James 5:16 exhorts us to confess our sins to one another and pray for one another. But how many of us actually have relationships where we can be honest with our friends and our community and discuss our sins and temptations? In my estimation, very few of us. We’re able to confess “certain” sins–the “little” ones that are culturally acceptable–but we’re scared to peel back too many layers and reveal our true nature because frankly, we’re not sure if others can be trusted. Every sin and temptation we’ve confessed in private that’s been transformed into public gossip has made us increasingly skeptical and reluctant to share what desperately needs to be confessed. Every hope of trust that has turned into a self-righteous judgmental finger has further built an inner defense mechanism, deceitfully telling us keep quiet and deal with things on our own, because after all, “You’re alone in this struggle. No true Christian struggles with this!”

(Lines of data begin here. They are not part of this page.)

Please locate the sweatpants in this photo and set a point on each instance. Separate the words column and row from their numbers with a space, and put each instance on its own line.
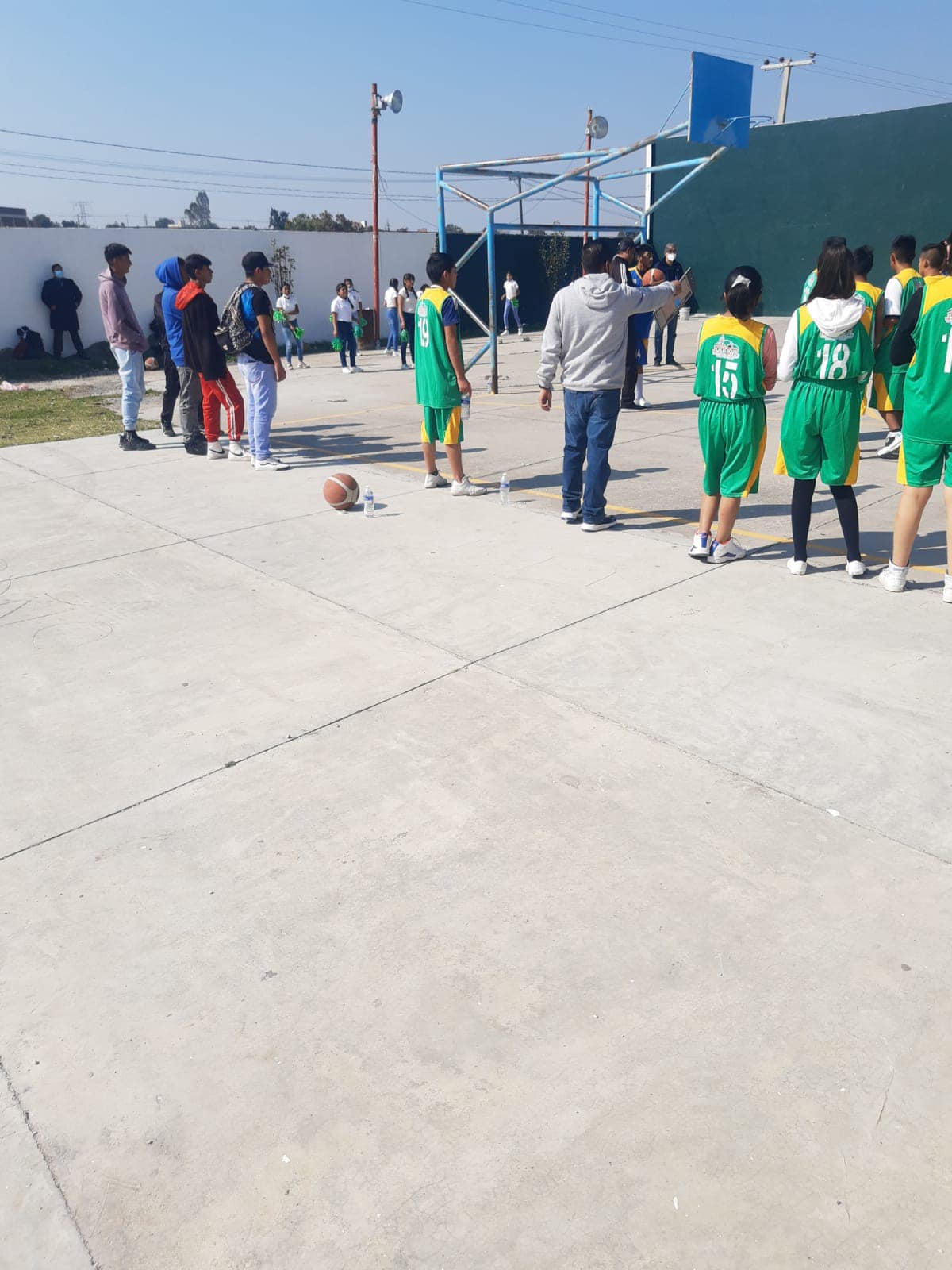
column 215, row 395
column 190, row 404
column 262, row 385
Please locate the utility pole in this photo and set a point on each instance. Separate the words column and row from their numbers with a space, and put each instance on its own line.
column 786, row 65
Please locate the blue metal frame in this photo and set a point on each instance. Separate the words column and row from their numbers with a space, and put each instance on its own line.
column 593, row 162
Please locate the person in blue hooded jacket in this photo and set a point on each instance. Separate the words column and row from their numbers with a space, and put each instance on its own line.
column 173, row 277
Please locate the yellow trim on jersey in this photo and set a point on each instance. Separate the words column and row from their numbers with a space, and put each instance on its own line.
column 727, row 324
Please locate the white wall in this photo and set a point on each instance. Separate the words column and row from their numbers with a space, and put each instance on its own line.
column 321, row 260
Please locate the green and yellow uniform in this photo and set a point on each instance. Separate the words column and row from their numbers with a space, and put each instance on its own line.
column 437, row 391
column 889, row 380
column 731, row 416
column 820, row 429
column 873, row 296
column 927, row 423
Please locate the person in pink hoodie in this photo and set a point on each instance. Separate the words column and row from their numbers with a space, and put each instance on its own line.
column 126, row 340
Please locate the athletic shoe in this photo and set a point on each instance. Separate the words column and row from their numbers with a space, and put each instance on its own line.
column 892, row 448
column 702, row 546
column 131, row 440
column 465, row 487
column 894, row 578
column 727, row 552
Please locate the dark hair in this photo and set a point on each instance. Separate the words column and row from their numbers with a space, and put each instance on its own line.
column 904, row 248
column 743, row 289
column 113, row 251
column 438, row 264
column 194, row 264
column 863, row 260
column 936, row 254
column 594, row 256
column 835, row 275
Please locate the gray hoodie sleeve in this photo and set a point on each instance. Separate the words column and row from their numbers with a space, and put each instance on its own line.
column 551, row 344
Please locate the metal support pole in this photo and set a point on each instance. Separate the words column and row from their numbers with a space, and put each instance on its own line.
column 374, row 182
column 492, row 283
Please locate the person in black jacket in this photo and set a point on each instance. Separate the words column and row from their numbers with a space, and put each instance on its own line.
column 171, row 374
column 205, row 355
column 63, row 298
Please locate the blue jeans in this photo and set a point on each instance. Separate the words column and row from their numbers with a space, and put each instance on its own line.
column 511, row 310
column 132, row 376
column 348, row 342
column 393, row 333
column 290, row 342
column 262, row 385
column 590, row 419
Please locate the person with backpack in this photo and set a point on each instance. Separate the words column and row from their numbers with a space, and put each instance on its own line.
column 206, row 357
column 248, row 321
column 126, row 341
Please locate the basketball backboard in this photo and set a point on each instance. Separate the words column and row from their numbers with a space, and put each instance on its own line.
column 720, row 101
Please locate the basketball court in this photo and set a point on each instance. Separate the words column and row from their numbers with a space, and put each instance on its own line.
column 347, row 918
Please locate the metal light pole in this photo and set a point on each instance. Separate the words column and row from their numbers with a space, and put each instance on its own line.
column 393, row 102
column 785, row 65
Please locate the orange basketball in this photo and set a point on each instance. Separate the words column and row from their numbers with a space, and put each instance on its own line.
column 342, row 491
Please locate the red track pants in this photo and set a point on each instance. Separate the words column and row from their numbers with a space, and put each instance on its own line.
column 215, row 395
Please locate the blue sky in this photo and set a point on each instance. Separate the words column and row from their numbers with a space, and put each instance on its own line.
column 480, row 79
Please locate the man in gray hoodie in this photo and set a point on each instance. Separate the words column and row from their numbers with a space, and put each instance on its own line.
column 588, row 333
column 126, row 340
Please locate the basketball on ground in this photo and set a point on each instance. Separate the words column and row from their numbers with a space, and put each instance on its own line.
column 342, row 491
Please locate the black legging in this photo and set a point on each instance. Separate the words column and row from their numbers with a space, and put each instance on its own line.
column 847, row 511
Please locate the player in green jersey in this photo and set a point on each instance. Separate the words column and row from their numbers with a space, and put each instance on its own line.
column 441, row 378
column 924, row 340
column 828, row 355
column 736, row 364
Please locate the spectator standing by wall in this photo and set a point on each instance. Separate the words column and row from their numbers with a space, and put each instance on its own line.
column 406, row 305
column 171, row 275
column 63, row 298
column 673, row 271
column 289, row 305
column 126, row 341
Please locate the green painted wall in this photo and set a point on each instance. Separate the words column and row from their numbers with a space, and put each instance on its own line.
column 867, row 177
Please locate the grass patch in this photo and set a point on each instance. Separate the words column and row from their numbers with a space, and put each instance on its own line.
column 52, row 414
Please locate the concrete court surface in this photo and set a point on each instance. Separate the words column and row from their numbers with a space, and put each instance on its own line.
column 455, row 889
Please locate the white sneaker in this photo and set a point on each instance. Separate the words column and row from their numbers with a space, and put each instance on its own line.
column 465, row 487
column 894, row 578
column 727, row 552
column 702, row 546
column 892, row 448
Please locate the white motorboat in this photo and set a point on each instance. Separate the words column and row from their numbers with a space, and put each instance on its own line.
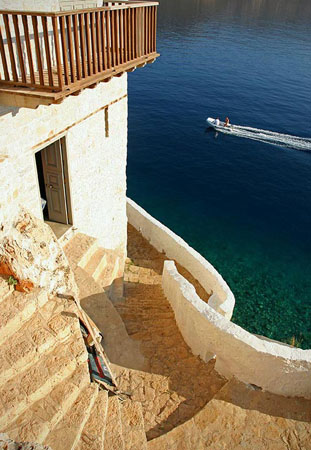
column 212, row 123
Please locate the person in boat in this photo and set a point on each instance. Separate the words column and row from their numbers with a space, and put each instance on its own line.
column 227, row 123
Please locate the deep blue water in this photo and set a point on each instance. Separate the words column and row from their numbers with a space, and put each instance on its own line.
column 245, row 205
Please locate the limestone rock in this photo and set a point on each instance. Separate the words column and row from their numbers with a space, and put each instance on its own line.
column 30, row 252
column 7, row 444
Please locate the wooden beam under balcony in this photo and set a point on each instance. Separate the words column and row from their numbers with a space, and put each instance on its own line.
column 47, row 56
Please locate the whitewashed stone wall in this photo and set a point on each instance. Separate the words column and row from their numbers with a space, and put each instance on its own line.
column 163, row 239
column 97, row 164
column 277, row 368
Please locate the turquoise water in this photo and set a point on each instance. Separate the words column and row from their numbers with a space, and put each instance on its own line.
column 243, row 204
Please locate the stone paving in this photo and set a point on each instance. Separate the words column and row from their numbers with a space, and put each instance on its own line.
column 186, row 404
column 174, row 385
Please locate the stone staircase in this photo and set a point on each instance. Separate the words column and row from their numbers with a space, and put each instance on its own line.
column 177, row 401
column 45, row 391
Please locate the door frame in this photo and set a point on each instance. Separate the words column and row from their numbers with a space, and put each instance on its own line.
column 62, row 140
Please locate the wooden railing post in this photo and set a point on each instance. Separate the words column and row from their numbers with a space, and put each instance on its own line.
column 89, row 45
column 57, row 52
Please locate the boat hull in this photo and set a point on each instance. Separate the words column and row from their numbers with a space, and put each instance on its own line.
column 220, row 127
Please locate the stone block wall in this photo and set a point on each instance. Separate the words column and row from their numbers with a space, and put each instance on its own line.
column 163, row 239
column 96, row 158
column 267, row 365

If we wear the name of Jesus and call ourselves Christians, then people need to be able to put their trust in that title. Whether it’s friends, family, or even the occasional stranger, people need to see our Christian integrity–an integrity that’s based in love, sacrifice, trust, and even our own transparency. The pressure we face may be massive and the responsibility of maintaining our integrity may seem daunting at times, but the results of true confession, honest prayer, and authentic community are well worth the price.
A journalist has an obligation to uphold journalistic integrity? Shouldn’t our responsibility to uphold Christian integrity be so much greater?